About five of us were leaving and we set off with our belongings collected
in 22 months in the same place. I carried
my precious timetables and diaries in a German grenade case rather like a huge
metal executive’s brief case. After the last overnight stay at Münster barracks and the last sight of the Guardsmen who ran it, we took
M10 for Fischbeck transit camp near HamburgNeugraben. The ‘Nord Express’
overtook us at Osnabrück behind 01.009 of Bw Hamm. It had only five coaches; an old brown wooden ‘Wagon-Lits’
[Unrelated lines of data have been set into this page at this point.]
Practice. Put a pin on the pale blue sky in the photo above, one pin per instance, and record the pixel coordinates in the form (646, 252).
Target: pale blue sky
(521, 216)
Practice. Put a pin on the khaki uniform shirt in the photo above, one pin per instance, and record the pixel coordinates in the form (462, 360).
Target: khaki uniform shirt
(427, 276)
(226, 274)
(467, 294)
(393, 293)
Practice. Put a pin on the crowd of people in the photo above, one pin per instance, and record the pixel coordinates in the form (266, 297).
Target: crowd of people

diner lettered in Danish running from Hamm to Nyborg, a blue ‘Wagon-Lits’ sleeper from Ostend to Copenhagen, with a second from Paris to
Copenhagen, a green SNCF compartment coach running from Paris to Stockholm and
an SNCF luggage van. I timed M10 between Münster and Osnabrück and the maximum
speed was 49mph at Lengerich. Before Löhne there was a 56mph dash by
Bruchmühlen. On leaving Hannover we were delayed with faulty brakes and I took
a few last snaps in very dull snowy weather outside Hannover Ost shed. Between
Lehrte and Celle we reached 47mph. By now it was darkening and snowing. We spent
the night and most of the next day at Fischbeck camp. That final evening all
those en route for the U.K. went to Neugraben station. It was bitterly cold and
there was no proper waiting facility. It was hard to tell whether it was sand or
fine, frozen snow or both that was blowing about. One chap had a big
bottle of some spirits not very appropriately called ‘Heiligee Wasser’ -
holy water - and we kept taking nips at this. A P-train came in from Hamburg
behind 38.1277; 1 stirred myself to go down the platform to get the number;
it was the last DRG loco I noted until 1949. Probably the train was P408 from
Altona to Stade or P412 Altona to Cuxhaven. Later came one of the well lit
double-deck trains behind a big 2-6-0T and, in quick succession, M10 from
Krefeld to Cuxhaven with two P8s and then our M11 or M12 from Flensburg behind a
P8 which arrived with the engine lost in a cloud of steam. I missed all the
others for the same reason.
We got down to Cuxhaven harbour station at 20.18 and
after a very fuggy night in a Royal Navy billet, went aboard the ship for Hull.
We sailed in the early hours and awoke to a calm sea and brilliant sunshine which lasted right until the Humber.
The day was January 28th and by the time we left Hull in the afternoon, the snow
had started. We passed L.N.E.R. No.1 at Selby on the ‘Flying Scotsman’ and
just about kept pace with the snow to Manchester and Kirkham Camp at Blackpool.
Two days later I reached Stalybridge near Manchester behind a Lancashire and
Yorkshire 2-4-2T No. 10925. I had
arrived home and so had the snow and blizzards of the winter of 1947.